The foreign exchange (forex) market is dominated by financial/speculative transactions rather than commercial transactions. Of financial transactions, it’s dominated by trades in currencies themselves rather than portfolio flows.
With these two facts in mind, below are the top drivers of the forex market.
Interest rate differentials
Speculation in forex is dominated by the carry trade, which in turn is determined by interest rate differentials.
In carry trades, traders borrow (sell) a low interest rate currency and lend (buy) a high interest rate currency. This allows them to capture the positive interest rate differential. Moreover, the high interest rate currency tends to appreciate against the low interest rate currency in times of global economic expansion.

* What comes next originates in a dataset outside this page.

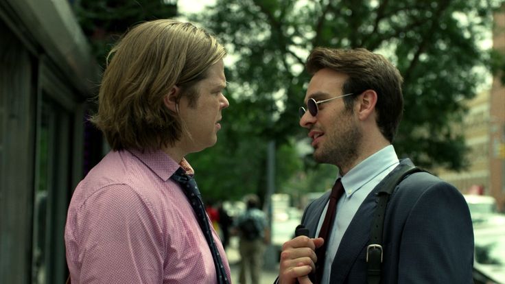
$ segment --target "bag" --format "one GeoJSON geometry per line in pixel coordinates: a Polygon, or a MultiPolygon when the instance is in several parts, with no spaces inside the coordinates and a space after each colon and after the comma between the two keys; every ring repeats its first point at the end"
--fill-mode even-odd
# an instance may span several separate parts
{"type": "Polygon", "coordinates": [[[239,230],[242,237],[248,241],[253,241],[261,237],[261,231],[254,219],[249,216],[239,224],[239,230]]]}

When interest rates are raised, the underlying currency generally appreciates because it has just become a better candidate for the long (lending) side of the carry trade. (Conversely, if interest rates are raised in a low yielding currency, it has just become a worse candidate for the short side of the carry trade.)
Short-term traders know this. Therefore, if they expect interest rates to be raised for a currency, they will buy and hold it for the short-term. In this regard, interest rate differentials dominate short-term trading.
Historically, the New Zealand dollar carried the highest interest rate among the G10 currencies. Not surprisingly, it was also the most financialized, meaning turnover in the New Zealand dollar is the largest relative to the size of the country’s real economy and trade.
While interest differentials set the tone most of the time, they may not matter at all in special situations.
Back when the world had tradable pegged currencies, the market often attacked pegs it deemed to be unsustainable.
The most famous example was Black Wednesday of 1992, when speculators, led by hedge fund manager George Soros, shorted the pound sterling because they believed the UK could not maintain its currency peg to the Deutsche Mark of Germany.
The Bank of England tried to counteract the short selling by raising interest rates to 12 percent.
However, the pound sterling didn’t budge and England was forced to withdraw from its currency peg and allow the pound sterling to collapse.
On the flip-side, governments can intervene in the forex market.
Sometimes, interventions are unsuccessful and fundamentals prevail. Other times, they successfully override fundamentals (like interest rate differentials) and set the direction for the forex market.
Portfolio flows is the second major reason for financial transactions in currencies.
It refers to converting to a currency in order to invest in the financial assets of the country.
For example, if a Japanese investor wants to buy US equities, he must first convert his yen to the dollar.
Therefore, when the equities or fixed-income market of a country becomes attractive to foreigners, its currency generally appreciates.
(On a related note, fixed-income prices are influenced by interest rates, so again it goes back to interest rate differentials.)
The turnover in the trade of goods and services is smaller compared to portfolio flows, but it’s nevertheless significant.
When a country’s trade surplus widens, its currency tends to appreciate. Conversely, when the surplus shrinks or if the trade deficit widens, its currency tends to depreciate.
Occasionally, a multi-billion dollar mergers and acquisitions (M&A) deal can drive the forex market in the short-term. For example, if an American company wants to buy an Australian company, it must first convert billions of US dollars into Australian dollars, thereby giving a temporary boost to the Australian dollar.